Another holiday has come and gone. With it, another disastrous holiday get together. As the years go by, this is becoming the new norm for us. You see, we have an in-law problems. Particularly, we have sibling in-law problems. But we have gotten very good at dealing with it. Today I would like to share with you how we deal with sibling rivalry in our marriage.

sibling rivalry

Understand its an attention thing.

Just like when you were kids, every sibling wants to look better in mom and dad’s eyes. I grew up the middle child of seven, now thats some sibling competition. But my husband grew up as the older of two. Turns out his sibling situation is worse.

Everything was great the first four years my husband and I dated. We got along with his younger brother great. Any mild sibling rivalry stayed between the boys and didn’t extend into our relationship or our relationship with his parents (speaking of, I adore my mother and father in-law).

When his brother started dating a new girlfriend our fourth year together, we welcomed her like any past girlfriend he had. We weren’t particularly close with them, but we weren’t distant either. But everything quickly changed. Overnight there seemed to be an unannounced couple’s competition.¬†They were engaged within 6 months, married less than a year later, and expecting their first child right after their first anniversary. We were happy for them. But at the same time we were at a completely different stage of our lives.

My husband’s parents have always been partial to both couples, staying neutral at all get togethers. But soon every time we all got together it was an announcement of what his bother and sister in-law were doing better than the rest of us. It became clear early on that attention was what they desired.

Sometimes you have to live your own life.

I LOVE family. Coming from a large one, I enjoy spending time with my siblings, parents, cousins, and so forth. BUT, I also enjoy my hobbies, my career, and my friends. It was great to find a husband just like me. We both enjoy time with our families when we can get it. However, we are at that stage of our lives where we fit in family time where we can.

My siblings and siblings in-law seem to understand where we are in our lives. Maybe its because I come from a bigger family, but it makes it easy. With my husband’s brother, it wasn’t as easy. It was clear that their expectations of what they wanted us to be and our expectations of what we were going to be were at opposite ends of the spectrum.
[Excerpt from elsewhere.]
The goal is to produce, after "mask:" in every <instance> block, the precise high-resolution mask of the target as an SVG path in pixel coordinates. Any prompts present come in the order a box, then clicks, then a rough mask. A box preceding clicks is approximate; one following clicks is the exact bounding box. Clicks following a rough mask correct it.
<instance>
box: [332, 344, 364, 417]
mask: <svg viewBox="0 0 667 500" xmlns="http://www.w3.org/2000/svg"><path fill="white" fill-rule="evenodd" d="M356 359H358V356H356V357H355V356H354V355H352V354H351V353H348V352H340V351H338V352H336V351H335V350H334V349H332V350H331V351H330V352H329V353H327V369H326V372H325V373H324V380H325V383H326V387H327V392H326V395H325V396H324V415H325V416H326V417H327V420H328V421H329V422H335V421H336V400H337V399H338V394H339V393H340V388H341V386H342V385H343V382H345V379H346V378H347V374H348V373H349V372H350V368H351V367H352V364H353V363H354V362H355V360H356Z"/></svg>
We didn’t have time to be the doting aunt and uncle who spoiled the niece and nephew every weekend.

Our sister in-law was very outspoken and aggressive about what she saw as our “lack of interest” in her family. It made family get togethers uncomfortable and full of conflict. It only got worse when they added another child. Doors were slammed, comments were made, dinners were walked out on. The whole time we would sit there like quiet church mice, neither defending ourselves or giving in.

We knew this couldn’t go on. We shouldn’t be made to feel guilty for living our own lives. So we decided we wouldn’t be. We started handling things differently. Here is how we turned around our sibling situation and moved on.

siblings

Dealing with the sibling rivalry in our marriage:

  • Its ok to be at a different place in your life. Just because your brother or sister is getting married and starting a family doesn’t mean that you have to be there too. Don’t apologize for this. Try explaining to your sibling or siblings “We are just at a different place in our lives that you are. Someday we will get there, but for now we will have to disagree”.
  • Discuss without blaming. Try having a discussion couple to couple. Do not use blame words. Instead, use “I” or “we” words. This is how “we” feel when we get together with you. Or this is how “we” feel when you say “x”. Keep the conversation civil. If the other side starts to blame, end the conversation by agreeing to disagree.
  • Don’t poke the bear! There were many times that I would have liked to have said not so nice things to my sister in-law. Like when she decided her husband would not be participating in our wedding. Or when she slammed the door because we didn’t personally say “hi” to her individually at a family dinner. I could have said lots of things. But this is what she wanted, the attention, so I ignored her instead.
  • Fake it till you make it, when you must. Family get togethers are not the place for drama. The two worst things you could do would be make a scene or not show up at all. Attend the events that you have to and do what you must to keep things civil. We attend the event, make social niceties, and then deliver our attention to our parents and the kids. This seems to keep everyone happy.
  • Do NOT take it out on the kids. We LOVE our nieces and nephews. I enjoy the little time that I get to play with them. The kids did not cause this, it is not their fault if their parents can’t get along with their aunts, uncles, and/or cousins. Make the memories with the kids, you won’t ever regret it.
  • Don’t pull others in. It is so easy to engage our parents or other relatives into the rivalry that seems to exist. Resist the urge. Discuss it with your husband but that is it. You will only make matters worse or add more fuel to the fire if you bring others in.
  • Know that it is ok to go your separate ways. Family is important in life. But it shouldn’t disrupt your life or add a significant amount of negativity to it. There may come a time when you choose instead to retain a certain degree of separation from certain relatives. This is ok. We eventually decided to go our separate ways with our siblings in-law. We see my husband’s brother’s family at the required Christmas and Easter dinners. But we do not go out of our way to create a relationship with them.

Moving on.

It took us a few years to get where we are now. Ending in-law rivalry doesn’t happen over night. But we are much happier with our marriage and our relationship with both sets of parents now than before. I encourage you to evaluate your relationship with your siblings. Try to discuss with them how you feel, and then move on if necessary. Your relationship with your husband is what matters the most. Someday you may be on the same page again and there may be a chance to repair the relationship. Until then, feel free to live your own life.